Raising the point that natural and technological disasters are increasingly global in nature, Sergei Mironov, President of the Federal Council of Russia, suggested that there needed to be a better coordinated international mechanism to give more immediate support to countries suffering from such catastrophes, advocating for a more responsive international institutional framework to effectively deal with these situations.

Hilary Benn, Secretary of State for the Environment, Food and Rural Affairs, United Kingdom, agreeing that although the climate change situation was not helpless, nor hopeless, the problem needed to be broken down to be tackled with identifiable aims for action. Countries, he said, could gain credibility in the global debate on climate change by their actions nationally.

Elio Di Rupo, leader of the Socialist Party of Belgium, asserted that tackling climate change could not be used as an excuse to slow down growth of developing countries nor to increase the price of oil and gas. He promoted the idea that fossil fuels should not be treated simply as a commodity but be considered as a common global heritage and managed in a different way. Ian McCartney, for the British Labour Party, added that the Commission could play a role in lending solidarity to communities suffering the effects of environmental damage.

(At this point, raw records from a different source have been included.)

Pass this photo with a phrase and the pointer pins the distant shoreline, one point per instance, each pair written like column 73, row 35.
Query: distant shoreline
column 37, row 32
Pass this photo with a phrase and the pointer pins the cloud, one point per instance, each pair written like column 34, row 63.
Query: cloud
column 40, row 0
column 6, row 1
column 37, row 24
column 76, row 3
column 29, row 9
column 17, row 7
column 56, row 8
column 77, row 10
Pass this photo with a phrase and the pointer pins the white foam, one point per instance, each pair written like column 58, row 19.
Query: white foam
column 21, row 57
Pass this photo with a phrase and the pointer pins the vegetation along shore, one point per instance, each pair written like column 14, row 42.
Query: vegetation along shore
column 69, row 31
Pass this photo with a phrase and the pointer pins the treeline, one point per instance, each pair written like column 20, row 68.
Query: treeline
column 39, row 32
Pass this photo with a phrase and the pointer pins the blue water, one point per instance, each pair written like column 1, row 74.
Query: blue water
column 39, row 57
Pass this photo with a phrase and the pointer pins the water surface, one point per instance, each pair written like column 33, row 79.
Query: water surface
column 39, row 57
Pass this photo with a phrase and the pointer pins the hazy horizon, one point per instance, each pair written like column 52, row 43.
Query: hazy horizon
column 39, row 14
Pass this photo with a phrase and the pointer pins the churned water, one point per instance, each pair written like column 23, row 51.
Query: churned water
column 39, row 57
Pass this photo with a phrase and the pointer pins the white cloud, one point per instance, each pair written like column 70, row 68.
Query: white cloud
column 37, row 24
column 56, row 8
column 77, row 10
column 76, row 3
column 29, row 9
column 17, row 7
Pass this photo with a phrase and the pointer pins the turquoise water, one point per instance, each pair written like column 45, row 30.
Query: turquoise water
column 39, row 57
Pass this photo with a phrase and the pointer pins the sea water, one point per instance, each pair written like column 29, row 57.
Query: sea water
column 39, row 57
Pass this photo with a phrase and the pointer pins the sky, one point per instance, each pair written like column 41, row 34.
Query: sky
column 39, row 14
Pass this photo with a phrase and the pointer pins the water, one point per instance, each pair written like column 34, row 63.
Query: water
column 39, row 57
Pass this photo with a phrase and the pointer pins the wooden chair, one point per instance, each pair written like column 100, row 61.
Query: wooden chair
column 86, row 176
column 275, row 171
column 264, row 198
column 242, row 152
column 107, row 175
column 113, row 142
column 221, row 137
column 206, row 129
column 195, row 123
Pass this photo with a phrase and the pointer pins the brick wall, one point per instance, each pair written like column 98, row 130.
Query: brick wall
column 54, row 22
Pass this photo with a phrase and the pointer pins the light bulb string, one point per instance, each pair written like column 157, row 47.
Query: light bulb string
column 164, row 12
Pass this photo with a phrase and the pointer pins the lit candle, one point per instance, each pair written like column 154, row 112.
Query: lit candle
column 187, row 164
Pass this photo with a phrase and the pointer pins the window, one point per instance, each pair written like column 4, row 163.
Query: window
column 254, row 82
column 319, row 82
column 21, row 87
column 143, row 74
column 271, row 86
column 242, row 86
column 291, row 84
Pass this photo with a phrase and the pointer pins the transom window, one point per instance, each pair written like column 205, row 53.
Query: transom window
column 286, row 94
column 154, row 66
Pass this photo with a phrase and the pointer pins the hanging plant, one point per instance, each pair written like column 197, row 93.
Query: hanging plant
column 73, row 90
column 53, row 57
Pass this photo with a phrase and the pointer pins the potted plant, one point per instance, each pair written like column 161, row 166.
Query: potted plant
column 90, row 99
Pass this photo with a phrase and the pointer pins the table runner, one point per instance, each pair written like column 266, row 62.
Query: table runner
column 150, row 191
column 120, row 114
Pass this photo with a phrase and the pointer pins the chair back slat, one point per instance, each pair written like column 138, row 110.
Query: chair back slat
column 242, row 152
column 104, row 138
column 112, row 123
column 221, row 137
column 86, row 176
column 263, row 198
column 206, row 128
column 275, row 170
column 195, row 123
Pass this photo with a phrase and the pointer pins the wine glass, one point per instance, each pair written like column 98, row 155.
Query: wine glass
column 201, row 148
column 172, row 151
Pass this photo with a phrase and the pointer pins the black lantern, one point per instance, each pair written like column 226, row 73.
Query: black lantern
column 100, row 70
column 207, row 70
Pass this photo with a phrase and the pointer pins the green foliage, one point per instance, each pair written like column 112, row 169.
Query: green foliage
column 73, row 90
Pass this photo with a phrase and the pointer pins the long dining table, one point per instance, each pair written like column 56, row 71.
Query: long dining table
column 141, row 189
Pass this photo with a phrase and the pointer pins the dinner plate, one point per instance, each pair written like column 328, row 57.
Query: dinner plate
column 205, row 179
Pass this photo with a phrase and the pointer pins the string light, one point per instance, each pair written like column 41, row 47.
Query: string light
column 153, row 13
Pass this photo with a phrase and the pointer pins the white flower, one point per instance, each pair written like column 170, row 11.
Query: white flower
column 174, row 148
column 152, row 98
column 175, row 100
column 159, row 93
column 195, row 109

During the exchanges, it was underlined that the citizen needed to play an active role in addressing climate change, both in urging politicians and taking voluntary action themselves. Beatriz Paredes, President of the Institutional Revolutionary Party (PRI) of Mexico, maintained education would be key to this, with an emphasis on school programmes focusing on climate change issues, as well as designing sustainable projects with affected local communities, particularly on her own continent where skepticism on the issue largely dominated the debate. Aleksandr Kwasniewski, former President of the Republic of Poland, shared this view and also expressed concern that climate change was not yet central to the political debate in emerging democracies nor, the point was also made, in countries where poverty prevails. He added that the Socialist International was in a position to work with social democratic leaders to push the climate change issue higher up the agenda.

In terms of global governance, Rt. Hon. Lord Malloch-Brown, UK, Minister of State, Foreign and Commonwealth Office, proposed that the Commission would need to consider how to better democratise international institutions. It was vital that the institutions providing the framework for international agreements on the issue increased their legitimacy by becoming more accountable and representative.

A statement was adopted at the meeting outlining areas of concern for the Commission, as well as addressing the current environmental agenda ahead of the United Nations Climate Change Conference to take place in Bali from 3 to 14 December this year.

The Commission agreed on a programme of future work, outlined by the SI Secretary General. The activities of the Commission will be held in 2008 and 2009, with four meetings of the full Commission: the first in Chile in March 2008; then in Sweden in September 2008; India in March 2009 and culminating in the last meeting, together with the presentation of the Commission’s final report in connection with the United Nations General Assembly in New York in September 2009. In conjunction with these meetings, seminars with political and social leaders, and experts, will be held in China, South Africa and Russia, among other venues.